В общем, он начал подзуживать Полякова, и тот спешно стал искать себе жертву. Видимо, в его не очень тренированном мозгу сработал устоявшийся стереотип, и он обратил свой взор на меня: «Ну что стоишь, «самбист»? Вали отсюда! Крути педали, пока не дали!..» У меня в груди появилась легкая пустота, где-то внутри что-то екнуло и дыхание слегка участилось.
«Сам вали…» – ответил я внешне спокойно, еще не уверенный до конца в том, что голос принадлежит мне и сказанное обращено к возвышавшемуся надо мной Полякову.
«Вот это да! – восхищенно воскликнул Вальтон, подмигнув окружающим. – Ну как, сдрейфит Поляк?» На лицах его клевретов отразилась живейшая заинтересованность, и они осклабились, предвкушая удовольствие от предстоящего мордобойного зрелища. Мои приятели обреченно молчали. Каждый уже переживал и свой позор, понимая, что заступиться за меня не сможет. Соратники Вальтона были признанной силой.

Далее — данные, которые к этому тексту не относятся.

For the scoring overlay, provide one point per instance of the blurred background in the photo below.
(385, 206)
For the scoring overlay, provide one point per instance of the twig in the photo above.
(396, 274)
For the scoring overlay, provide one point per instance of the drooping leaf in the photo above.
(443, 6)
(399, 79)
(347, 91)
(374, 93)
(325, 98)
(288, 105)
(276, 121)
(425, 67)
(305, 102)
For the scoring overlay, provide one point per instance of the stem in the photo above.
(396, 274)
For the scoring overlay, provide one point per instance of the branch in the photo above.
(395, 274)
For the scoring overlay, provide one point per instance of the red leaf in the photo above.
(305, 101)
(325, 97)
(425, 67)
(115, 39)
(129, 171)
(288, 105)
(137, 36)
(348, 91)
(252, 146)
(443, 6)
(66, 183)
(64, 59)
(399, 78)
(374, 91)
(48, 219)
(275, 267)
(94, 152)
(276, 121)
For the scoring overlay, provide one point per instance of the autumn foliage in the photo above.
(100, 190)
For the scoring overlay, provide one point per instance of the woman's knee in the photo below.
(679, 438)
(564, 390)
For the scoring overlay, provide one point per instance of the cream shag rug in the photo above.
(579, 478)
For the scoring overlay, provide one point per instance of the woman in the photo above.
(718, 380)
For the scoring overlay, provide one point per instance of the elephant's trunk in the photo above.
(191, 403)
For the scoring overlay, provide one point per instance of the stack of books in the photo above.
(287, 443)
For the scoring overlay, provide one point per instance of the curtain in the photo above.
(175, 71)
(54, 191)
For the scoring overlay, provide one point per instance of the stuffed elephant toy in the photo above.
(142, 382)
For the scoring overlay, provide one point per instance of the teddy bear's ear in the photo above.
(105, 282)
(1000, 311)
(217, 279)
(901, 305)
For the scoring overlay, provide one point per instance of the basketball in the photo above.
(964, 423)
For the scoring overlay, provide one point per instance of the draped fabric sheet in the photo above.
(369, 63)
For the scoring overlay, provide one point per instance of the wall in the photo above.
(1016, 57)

Поляков не спеша взял меня за ворот рубашки и, нехорошо улыбаясь, поднял увесистый кулак. Я увернулся, перехватил занесенную руку и подвернулся на бросок через бедро. Прием не получился, и мы плашмя плюхнулись на землю. От неожиданности Поляков немного промедлил, что дало мне возможность прочно захватить его руку между ног. Я лежал на спине согнутый пополам, он был сверху, и поэтому ему казалось, что это он меня упаковал в такой бараний рог. Поляков победно захохотал… Но, как оказалось, торжество его было преждевременным. Такого он не проходил, покинув секцию до того, как нас этому научили, иначе бы знал, что находится в опасном положении. Резко повернувшись на живот, я взял захваченную руку на болевой прием и, как учили, аккуратно, чтобы не нанести тяжелого увечья, стал выгибать локтевой сустав в противоестественном направлении. От боли Поляков закричал. Я прекратил выламывать ему сустав, но захвата не ослабил, боясь, что, когда я его отпущу, он вскочит и мне накостыляет. Поляков засучил ногами, продолжая истошно орать.
Вальтон навис над нами с исследовательским выражением лица, стараясь понять механику того, что я делаю. Видимо, ему понравилось. Он удовлетворенно хмыкнул и пихнул подошвой поляковский зад. Бедный Поляков перелетел через голову с рукой на излом и в голос заплакал. Я отпустил его и, отряхиваясь, встал. Вальтон и все вокруг хохотали. Мои друзья – от радости (кто-то даже зааплодировал), Вальтонова команда – в поддержку лидера. Я стоял еще готовый к тому, что Поляков снова кинется на меня. Он рыдал. Потом, срываясь на визг, крикнул: «Пойдем отойдем!» Вальтон оборвал смех и, сузив глаза, тихо, но зловеще проговорил: «А ну пошел на…!» Поляков со скрюченным от мук позора лицом, всхлипывая, пошел прочь, сопровождаемый положенным в таких случаях улюлюканьем.